On her third day in Tula, she’d rented a car and just drove, not bothering to consult the map of tourist locales—she’d never read any Tolstoy, so visiting his home didn’t seem necessary, and she wasn’t very excited about the prospect of visiting the Museum of Russian Weapons, either—hoping instead to stumble into neighborhoods, the kind perhaps Natalya had lived in as a toddler and where they might live together, or at least visit.
She discovered a neighborhood just adjacent to the local university, only a few miles west of the twisting Upa River. It was the mid-morning—a time she rarely saw in Las Vegas, since her shift at the Mirage typically ran 9:00 PM to 6:00 AM, which meant she usually was heading to bed just as normal people were waking up—so the streets were alive with college students, but also with people who just looked like regular humans, people like her who served the people who bothered to go to school. There was a main drag of coffee shops and stores interspersed with one-story houses with flat roofs, but on large slats of green land. She was surprised by the lack of fences surrounding the homes here, but also by the lack of trash on the street. Yes, she thought, we could live in this place. I could learn the language. I could go to school. We could drink coffee on the street and read Tolstoy together.

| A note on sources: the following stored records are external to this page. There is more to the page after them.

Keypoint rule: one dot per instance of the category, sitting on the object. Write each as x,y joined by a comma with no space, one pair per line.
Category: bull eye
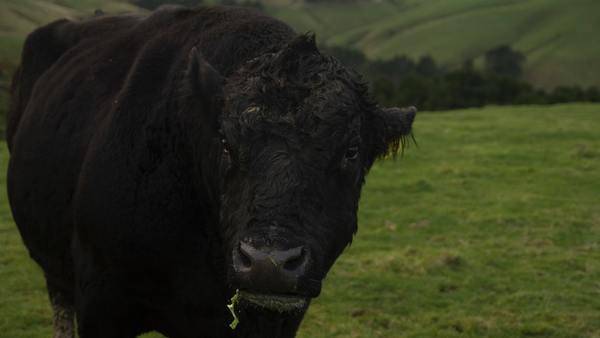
225,145
351,153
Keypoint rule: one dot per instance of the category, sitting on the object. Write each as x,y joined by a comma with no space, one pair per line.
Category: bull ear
202,78
397,126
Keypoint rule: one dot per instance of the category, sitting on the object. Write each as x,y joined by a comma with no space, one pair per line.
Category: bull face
298,133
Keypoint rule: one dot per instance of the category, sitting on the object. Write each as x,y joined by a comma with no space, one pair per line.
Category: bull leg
63,314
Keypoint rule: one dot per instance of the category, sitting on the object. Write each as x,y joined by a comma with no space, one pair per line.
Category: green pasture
489,228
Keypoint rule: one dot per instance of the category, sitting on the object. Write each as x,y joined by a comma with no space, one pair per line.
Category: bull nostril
295,260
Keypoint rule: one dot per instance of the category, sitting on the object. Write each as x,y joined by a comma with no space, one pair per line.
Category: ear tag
251,110
234,300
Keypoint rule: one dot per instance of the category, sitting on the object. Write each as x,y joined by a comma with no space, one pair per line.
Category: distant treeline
423,83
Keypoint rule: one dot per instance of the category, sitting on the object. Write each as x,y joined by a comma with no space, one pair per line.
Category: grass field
490,228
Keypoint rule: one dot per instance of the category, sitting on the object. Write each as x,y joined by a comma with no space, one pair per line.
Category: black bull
160,163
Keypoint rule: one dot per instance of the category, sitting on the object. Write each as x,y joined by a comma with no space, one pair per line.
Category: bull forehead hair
297,88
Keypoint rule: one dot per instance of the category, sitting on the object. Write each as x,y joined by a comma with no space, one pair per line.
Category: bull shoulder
42,48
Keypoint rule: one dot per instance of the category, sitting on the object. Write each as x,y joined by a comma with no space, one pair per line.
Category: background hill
556,36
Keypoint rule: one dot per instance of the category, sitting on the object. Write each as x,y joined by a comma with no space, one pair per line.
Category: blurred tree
349,57
504,61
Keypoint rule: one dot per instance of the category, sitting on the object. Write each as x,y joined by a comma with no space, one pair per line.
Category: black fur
143,149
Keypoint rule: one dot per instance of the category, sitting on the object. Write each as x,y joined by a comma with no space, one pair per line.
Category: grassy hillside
556,36
490,228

When she returned to the orphanage and told Leda, the administrator she dealt with most closely, that she’d found the most perfect neighborhood for them to one day return to, Leda brushed her off quickly. “Very polluted there from Chernobyl,” she said. “Most of Tula is.”

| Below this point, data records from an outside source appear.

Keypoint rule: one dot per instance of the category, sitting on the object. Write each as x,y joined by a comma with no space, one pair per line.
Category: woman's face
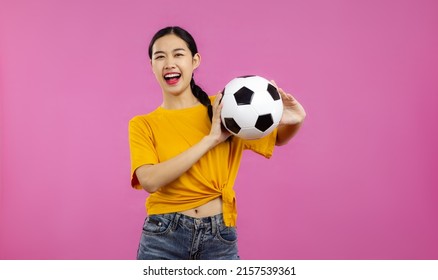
173,64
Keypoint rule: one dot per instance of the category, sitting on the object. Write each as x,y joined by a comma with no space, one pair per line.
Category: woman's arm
291,120
153,177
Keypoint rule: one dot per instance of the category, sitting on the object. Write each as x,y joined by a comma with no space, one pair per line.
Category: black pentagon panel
231,124
264,122
273,92
243,96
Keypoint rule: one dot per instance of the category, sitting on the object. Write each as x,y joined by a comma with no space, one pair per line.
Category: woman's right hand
218,132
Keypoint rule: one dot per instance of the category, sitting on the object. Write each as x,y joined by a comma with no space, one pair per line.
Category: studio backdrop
359,181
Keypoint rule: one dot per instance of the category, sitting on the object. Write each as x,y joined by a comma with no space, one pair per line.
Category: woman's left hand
293,112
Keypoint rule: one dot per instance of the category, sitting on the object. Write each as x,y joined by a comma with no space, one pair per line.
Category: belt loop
175,221
213,225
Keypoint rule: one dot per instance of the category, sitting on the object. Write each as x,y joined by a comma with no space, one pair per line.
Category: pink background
359,181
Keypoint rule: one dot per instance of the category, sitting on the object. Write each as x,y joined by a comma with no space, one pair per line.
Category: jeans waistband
212,222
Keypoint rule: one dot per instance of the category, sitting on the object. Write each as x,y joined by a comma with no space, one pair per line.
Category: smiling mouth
172,78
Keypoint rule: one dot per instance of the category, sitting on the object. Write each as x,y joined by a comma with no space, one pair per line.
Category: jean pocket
227,235
157,225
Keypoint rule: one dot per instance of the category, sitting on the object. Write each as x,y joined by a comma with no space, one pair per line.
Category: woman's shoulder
144,118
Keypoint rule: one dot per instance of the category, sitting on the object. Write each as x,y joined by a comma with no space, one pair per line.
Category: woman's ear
196,60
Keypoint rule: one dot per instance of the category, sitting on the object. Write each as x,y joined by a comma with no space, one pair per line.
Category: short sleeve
263,146
142,148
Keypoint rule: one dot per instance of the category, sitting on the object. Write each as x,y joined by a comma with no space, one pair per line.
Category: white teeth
169,76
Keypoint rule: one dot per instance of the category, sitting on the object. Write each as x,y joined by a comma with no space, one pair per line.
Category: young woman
179,154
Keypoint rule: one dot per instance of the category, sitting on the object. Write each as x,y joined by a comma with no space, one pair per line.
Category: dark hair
197,91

“ Then how do people live here?”
“You have to live somewhere.”
That was true enough, Tania knew. She’d lived in Spokane, Reno, and Las Vegas in her life, each place as unremarkable as the previous, but the thing that always amazed her, even when she simply went out of town for a few days, like when she went on a cruise to Mexico with a few girlfriends back when she worked at the Cal-Ne
va, was how much she missed her spaces, how comforting it was to know she could never get lost in these resort cities other people visited.
And now this child. This new life. Somehow she’d figured out the only way to muddle her existence beyond recognition. I should tell her I’m sorry, Tania thinks. That this was all very selfish of me. That I can return her.

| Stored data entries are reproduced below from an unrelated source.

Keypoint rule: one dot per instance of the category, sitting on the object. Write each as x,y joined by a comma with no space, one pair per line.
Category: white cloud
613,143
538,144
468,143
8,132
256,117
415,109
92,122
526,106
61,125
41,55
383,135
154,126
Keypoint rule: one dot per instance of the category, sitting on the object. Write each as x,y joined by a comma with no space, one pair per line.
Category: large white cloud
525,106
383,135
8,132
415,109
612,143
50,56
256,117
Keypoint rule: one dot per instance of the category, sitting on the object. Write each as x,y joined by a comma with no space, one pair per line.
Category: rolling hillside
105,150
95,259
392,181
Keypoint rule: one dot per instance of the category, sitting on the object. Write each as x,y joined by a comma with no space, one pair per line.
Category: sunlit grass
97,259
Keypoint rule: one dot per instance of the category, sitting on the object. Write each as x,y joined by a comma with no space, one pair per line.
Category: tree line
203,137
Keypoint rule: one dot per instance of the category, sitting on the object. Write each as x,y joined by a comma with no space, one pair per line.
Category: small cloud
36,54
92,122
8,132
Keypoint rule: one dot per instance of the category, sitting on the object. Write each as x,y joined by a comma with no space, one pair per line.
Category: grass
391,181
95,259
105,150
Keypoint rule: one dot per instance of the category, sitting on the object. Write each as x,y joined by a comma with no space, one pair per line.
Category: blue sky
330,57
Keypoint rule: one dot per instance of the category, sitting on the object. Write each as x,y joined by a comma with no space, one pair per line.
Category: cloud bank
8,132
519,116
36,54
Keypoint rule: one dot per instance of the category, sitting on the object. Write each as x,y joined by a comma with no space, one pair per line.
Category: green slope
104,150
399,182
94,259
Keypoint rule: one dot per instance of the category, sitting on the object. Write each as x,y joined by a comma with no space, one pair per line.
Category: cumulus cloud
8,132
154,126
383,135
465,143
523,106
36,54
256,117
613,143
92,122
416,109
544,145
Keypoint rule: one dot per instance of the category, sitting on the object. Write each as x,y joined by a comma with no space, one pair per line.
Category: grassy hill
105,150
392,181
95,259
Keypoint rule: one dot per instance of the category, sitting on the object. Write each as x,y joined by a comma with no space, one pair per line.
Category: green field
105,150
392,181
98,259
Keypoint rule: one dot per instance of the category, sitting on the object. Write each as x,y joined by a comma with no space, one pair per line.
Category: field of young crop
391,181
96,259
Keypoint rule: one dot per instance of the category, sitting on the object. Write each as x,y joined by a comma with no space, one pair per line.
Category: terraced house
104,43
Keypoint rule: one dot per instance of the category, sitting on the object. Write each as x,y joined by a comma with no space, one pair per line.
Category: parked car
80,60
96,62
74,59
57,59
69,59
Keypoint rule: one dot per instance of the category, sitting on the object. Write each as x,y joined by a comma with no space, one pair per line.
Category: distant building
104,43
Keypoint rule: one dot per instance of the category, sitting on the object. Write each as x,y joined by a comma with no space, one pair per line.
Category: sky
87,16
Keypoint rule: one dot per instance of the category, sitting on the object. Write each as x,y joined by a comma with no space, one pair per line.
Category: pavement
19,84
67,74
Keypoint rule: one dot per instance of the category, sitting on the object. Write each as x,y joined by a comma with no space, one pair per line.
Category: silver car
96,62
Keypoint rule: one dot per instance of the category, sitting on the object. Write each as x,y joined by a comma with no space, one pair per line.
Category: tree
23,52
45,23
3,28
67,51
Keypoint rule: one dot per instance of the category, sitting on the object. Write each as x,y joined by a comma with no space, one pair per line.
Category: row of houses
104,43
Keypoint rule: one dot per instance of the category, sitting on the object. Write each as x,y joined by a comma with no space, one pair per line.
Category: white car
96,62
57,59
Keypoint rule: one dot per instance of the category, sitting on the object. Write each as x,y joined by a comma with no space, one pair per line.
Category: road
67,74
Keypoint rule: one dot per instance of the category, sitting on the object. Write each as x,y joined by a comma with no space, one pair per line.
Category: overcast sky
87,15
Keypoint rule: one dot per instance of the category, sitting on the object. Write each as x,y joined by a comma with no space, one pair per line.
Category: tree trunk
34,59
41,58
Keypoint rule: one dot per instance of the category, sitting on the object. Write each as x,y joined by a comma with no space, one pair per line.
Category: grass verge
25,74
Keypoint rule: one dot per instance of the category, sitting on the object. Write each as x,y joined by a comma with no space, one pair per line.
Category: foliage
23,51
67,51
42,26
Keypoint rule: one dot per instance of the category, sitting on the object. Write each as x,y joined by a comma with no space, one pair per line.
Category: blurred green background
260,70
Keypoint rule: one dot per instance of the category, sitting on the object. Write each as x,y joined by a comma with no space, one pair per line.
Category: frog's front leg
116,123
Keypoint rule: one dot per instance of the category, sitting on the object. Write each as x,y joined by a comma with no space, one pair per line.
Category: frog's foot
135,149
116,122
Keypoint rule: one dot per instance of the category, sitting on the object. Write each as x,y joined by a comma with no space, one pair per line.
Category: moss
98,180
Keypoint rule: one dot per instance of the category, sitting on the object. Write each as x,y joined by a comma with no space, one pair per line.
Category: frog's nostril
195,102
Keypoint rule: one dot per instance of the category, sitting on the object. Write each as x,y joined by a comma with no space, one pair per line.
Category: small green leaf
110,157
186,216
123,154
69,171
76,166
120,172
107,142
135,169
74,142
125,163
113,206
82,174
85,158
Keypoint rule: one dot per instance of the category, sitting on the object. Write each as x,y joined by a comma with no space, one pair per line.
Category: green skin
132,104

“Do you remember your parents?” Tania asks. All Tania knows for sure about Natalya’s parents is their medical history, which includes a history of cancer and heart disease on both sides of the family. “Nobody dies from being healthy,” Leda, the administrator, told her. “Everybody dies from something awful.”
“ My father had a beard.” Natalya’s watching the planes again, and Tania wonders if in ten years she’ ll be as scantily recalled. “And my mother was pretty,” Natalya says. “ Like you.”
No one chooses to cocktail, Tania thinks. She and her family—her parents, Stu and Joan, and Natalya—are waiting for a table at Odessa, the one Russian restaurant in all of Las Vegas. It’s in a strip mall off of Paradise, a few blocks south of Flamingo. Tania has strenuously avoided the place over the years, since it was one of those restaurants in town everyone said was mob owned, like the Venetian on Sahara and Piero’s over by the convention center. But now she sees that it’s filled with families, that the waiters are all older men with mustaches wearing black pants and spotless white shirts. The cocktail girls hovering around the people playing video poker in the bar, however, look the same as everywhere: low-cut tops, hair sprayed and teased, shoes no woman would ever consent to walk in on her own. One of the girls looks familiar, though Tania can’t quite place her, thinks maybe she worked at the Excalibur with her when she first got to town, or maybe she picked up a few shifts at the Mirage, or . . . well, it didn’t matter. She wasn’t going to say hello anyway. Wherever they knew each other from, that time was over, and now the girl was working in a strip mall.